Species of flowering plant

Peperomia caniana is a species of epiphyte in the genus Peperomia that is endemic in Peru. It grows on wet tropical biomes. Its conservation status is Threatened.

==Description==
The type specimen were collected near Cani, Peru, at an altitude of 2550 m.

Peperomia caniana is a moderately small, creeping then ascending herb with stems 2–4 mm thick that are covered in crisp, villous hairs. The leaves alternate. The lower leaves are orbicular that measure 12–25 mm long and 12–20 mm wide, while the upper ones are broadly ovate. All leaves are obtuse or rounded at both ends, with the lower ones sometimes bearing a small point. The leaves are 3-nerved and covered in rather tightly appressed hairs, though the upper surface may become glabrescent. The petiole is scarcely 5 mm long and crisp-pilose. The terminal spikes are borne in an umbel-like cluster.

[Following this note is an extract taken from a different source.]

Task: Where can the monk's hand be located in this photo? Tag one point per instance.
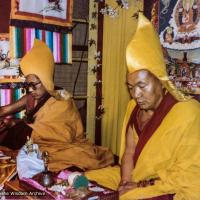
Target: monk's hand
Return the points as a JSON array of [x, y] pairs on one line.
[[3, 126], [125, 186]]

They are about 60 mm long and 1 mm thick, with loosely arranged flowers, and are carried on a loosely pilose peduncle 1.5–2 cm long. The berries are globose to ovoid, immersed in the rachis, and have a subapical stigma.

==Taxonomy and naming==
It was described in 1936 by William Trelease in Publications of the Field Museum of Natural History, Botanical Series 13, from specimens collected by James Francis Macbride. It got its name from the location where the type specimen was collected.

==Distribution and habitat==
It is endemic in Peru. It grows on a epiphyte environment and is a herb. It grows on wet tropical biomes.

==Conservation==
This species has been assessed as threatened in a preliminary report.